Under 3i’s ownership, nexeye expanded into new markets, most notably with the acquisition of eyes + more in 2019, to enhance accessibility and affordability of essential eye and hearing care. Going forward, nexeye will be uniquely positioned to play a key role in addressing long-term trends driving increasing incidence of vision correction concerns, capitalizing on KKR’s extensive sector experience, global platform and successful track record in the industry.

Bart van den Nieuwenhof, CEO of nexeye, said: “I would like to thank 3i for a true partnership under which we successfully created a leading omnichannel optical platform. We strengthened and developed our organization, modernized and opened stores and realized a step change in omnichannel and digital innovation. Now, we are thrilled to continue this growth path together with KKR. We share a vision to establish nexeye as the leader in the European value-for-money optical sector, with a focus on customer service, product quality and innovation. I look forward to our partnership.”

Boris Kawohl, Partner, Consumer sector head at 3i, said: “We are proud of the transformation from Hans Anders at the time of our investment in 2017 to nexeye now. The best value-for-money offering with good quality products and services has been central to all our efforts. As a result, sales and EBITDA have doubled during 3i’s ownership period. We believe nexeye is now ready for the next international growth phase. We thank Bart and the whole nexeye team and wish them all the best going forward.”

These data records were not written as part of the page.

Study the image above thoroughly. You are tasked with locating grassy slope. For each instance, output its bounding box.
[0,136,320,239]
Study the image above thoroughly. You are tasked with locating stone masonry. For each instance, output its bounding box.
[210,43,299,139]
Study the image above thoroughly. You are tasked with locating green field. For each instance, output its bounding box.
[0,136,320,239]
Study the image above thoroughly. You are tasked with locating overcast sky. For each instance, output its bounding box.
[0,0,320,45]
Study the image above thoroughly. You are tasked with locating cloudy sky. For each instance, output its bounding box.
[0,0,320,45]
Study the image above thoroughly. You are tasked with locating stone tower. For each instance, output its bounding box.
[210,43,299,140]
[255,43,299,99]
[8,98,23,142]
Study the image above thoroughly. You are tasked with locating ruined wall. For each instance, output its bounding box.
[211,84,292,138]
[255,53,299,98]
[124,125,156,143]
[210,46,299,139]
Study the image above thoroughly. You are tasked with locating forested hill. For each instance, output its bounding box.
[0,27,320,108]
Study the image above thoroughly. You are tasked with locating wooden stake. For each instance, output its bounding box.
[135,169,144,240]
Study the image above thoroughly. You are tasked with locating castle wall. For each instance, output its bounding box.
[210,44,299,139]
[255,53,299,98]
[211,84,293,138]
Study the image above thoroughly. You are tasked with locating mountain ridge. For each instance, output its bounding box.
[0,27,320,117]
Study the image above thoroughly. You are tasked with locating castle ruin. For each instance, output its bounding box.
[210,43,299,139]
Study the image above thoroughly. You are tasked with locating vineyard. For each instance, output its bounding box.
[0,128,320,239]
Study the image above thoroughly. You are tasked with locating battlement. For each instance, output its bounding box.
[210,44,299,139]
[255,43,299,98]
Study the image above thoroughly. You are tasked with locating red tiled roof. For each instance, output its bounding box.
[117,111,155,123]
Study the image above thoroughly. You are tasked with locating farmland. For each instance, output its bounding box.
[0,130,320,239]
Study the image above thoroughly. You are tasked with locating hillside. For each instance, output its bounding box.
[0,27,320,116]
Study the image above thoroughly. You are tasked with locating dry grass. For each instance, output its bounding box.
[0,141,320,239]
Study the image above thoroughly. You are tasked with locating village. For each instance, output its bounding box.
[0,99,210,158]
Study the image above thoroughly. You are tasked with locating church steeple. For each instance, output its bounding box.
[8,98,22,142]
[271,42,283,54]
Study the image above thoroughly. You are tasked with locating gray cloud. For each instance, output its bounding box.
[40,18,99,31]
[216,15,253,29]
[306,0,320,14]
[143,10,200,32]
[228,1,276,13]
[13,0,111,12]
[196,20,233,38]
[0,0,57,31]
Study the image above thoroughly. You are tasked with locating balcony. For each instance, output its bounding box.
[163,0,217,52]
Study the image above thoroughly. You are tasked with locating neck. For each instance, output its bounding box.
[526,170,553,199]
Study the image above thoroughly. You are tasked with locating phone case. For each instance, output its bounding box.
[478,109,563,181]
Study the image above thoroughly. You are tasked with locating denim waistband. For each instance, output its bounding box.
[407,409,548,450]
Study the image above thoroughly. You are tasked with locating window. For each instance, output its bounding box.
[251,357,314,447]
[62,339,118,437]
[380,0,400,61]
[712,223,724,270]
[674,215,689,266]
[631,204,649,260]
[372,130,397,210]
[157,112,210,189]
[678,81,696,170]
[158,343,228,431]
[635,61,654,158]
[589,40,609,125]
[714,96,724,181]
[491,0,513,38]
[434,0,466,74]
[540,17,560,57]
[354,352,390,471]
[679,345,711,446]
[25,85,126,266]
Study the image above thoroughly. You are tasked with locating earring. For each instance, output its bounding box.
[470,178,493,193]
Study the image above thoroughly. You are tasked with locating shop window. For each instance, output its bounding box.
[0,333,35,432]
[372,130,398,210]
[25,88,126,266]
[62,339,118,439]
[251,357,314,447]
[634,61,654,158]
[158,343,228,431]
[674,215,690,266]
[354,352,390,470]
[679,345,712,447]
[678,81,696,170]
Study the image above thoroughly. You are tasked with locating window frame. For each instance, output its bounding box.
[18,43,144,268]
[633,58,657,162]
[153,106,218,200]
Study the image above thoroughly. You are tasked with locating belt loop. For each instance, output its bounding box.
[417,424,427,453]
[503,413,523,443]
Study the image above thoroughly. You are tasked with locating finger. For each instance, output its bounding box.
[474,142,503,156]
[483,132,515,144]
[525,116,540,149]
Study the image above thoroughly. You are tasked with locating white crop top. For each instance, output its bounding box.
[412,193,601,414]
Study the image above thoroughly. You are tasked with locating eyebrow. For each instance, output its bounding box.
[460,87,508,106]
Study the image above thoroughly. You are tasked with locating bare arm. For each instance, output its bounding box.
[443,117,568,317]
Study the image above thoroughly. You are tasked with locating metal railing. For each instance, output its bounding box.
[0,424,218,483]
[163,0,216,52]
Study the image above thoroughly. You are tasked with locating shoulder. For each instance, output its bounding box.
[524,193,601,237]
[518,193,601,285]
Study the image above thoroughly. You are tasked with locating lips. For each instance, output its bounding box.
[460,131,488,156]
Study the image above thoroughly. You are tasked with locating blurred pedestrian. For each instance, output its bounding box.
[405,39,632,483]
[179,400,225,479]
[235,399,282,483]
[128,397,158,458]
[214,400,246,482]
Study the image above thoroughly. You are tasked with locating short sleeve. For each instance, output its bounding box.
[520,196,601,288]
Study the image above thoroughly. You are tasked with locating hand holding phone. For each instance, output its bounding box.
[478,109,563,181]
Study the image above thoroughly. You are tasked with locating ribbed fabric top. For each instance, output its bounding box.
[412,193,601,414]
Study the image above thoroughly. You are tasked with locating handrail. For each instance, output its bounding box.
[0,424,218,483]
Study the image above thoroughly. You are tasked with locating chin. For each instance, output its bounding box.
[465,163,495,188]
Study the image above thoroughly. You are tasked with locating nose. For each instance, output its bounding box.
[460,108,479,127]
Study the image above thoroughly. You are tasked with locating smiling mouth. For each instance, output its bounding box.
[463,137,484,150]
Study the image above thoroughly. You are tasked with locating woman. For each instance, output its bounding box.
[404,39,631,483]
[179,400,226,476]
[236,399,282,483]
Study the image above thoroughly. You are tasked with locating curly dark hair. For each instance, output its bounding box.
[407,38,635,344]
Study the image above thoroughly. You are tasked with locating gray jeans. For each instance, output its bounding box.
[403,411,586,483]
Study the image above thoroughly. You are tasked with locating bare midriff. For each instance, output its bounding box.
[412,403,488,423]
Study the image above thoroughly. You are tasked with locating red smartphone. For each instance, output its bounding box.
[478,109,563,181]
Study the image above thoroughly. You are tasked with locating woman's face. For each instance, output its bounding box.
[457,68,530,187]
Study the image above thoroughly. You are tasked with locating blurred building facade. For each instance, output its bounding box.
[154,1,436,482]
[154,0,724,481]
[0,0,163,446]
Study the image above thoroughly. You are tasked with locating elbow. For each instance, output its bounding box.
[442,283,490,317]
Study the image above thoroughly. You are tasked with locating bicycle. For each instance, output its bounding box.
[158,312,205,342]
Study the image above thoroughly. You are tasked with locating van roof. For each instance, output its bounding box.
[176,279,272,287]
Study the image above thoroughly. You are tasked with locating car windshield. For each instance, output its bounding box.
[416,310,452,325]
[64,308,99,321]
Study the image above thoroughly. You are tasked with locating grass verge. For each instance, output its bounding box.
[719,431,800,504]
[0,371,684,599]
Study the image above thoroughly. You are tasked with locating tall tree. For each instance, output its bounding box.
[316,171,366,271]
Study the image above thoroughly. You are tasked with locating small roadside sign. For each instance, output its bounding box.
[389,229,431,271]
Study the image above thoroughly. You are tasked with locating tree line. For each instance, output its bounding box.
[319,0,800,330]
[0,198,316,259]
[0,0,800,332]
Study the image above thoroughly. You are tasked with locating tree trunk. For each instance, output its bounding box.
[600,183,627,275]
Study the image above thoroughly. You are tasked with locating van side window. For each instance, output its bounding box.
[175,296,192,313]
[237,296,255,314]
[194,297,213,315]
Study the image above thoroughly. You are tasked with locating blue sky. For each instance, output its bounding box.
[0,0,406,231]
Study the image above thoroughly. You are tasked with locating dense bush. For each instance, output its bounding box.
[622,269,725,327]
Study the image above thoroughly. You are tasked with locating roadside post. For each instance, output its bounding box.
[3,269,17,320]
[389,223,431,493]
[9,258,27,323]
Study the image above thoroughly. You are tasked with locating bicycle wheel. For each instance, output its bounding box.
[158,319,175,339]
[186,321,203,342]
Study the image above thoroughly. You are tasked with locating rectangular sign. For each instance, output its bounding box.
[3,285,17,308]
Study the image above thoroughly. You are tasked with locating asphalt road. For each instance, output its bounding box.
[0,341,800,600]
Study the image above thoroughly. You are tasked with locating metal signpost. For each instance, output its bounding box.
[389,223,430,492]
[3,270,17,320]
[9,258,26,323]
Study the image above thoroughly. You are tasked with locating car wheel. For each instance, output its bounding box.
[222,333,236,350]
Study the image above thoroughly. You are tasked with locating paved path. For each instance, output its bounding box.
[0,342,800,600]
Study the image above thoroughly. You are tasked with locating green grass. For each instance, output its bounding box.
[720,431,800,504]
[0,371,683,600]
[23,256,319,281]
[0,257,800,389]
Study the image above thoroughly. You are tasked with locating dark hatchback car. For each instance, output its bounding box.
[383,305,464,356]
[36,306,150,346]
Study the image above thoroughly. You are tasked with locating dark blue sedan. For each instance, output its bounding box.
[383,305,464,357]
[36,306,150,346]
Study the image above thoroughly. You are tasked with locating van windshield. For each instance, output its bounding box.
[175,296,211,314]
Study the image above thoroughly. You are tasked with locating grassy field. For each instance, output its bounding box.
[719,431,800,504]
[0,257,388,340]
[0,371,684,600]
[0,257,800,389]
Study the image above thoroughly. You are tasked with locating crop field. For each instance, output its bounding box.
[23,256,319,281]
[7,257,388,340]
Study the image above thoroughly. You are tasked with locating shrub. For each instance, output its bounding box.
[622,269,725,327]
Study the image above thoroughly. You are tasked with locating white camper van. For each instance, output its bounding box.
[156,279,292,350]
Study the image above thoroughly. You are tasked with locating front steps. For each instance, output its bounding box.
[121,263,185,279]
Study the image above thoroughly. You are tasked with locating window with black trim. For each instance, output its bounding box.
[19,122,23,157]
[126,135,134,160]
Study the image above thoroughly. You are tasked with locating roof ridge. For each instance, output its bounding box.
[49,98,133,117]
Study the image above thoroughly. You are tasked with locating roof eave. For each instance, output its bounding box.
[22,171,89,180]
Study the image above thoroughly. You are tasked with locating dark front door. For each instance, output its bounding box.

Felix Gernburd, Partner at KKR, said: “We believe nexeye offers a differentiated value proposition for consumers. We are excited to invest in nexeye and to support its management team and employees in their continued ambitions to expand the Company’s footprint and offer the best quality eye and hearing care at affordable prices to consumers.”

Simon Bouchard, Director at KKR, continued: “KKR’s extensive experience and global track record of success in the optical sector underscores our commitment to investing in this important industry. We are confident that our investment in nexeye will best position the Company to capture future growth opportunities and establish it as the leader in the European value-for-money optical and hearing care sector in the long term.”

KKR is making its investment in nexeye primarily through its European Fund VI, an $8 billion fund that invests in the growth of leading businesses by providing access to KKR’s extensive network and business building resources.

The transaction is subject to customary closing conditions and regulatory approvals.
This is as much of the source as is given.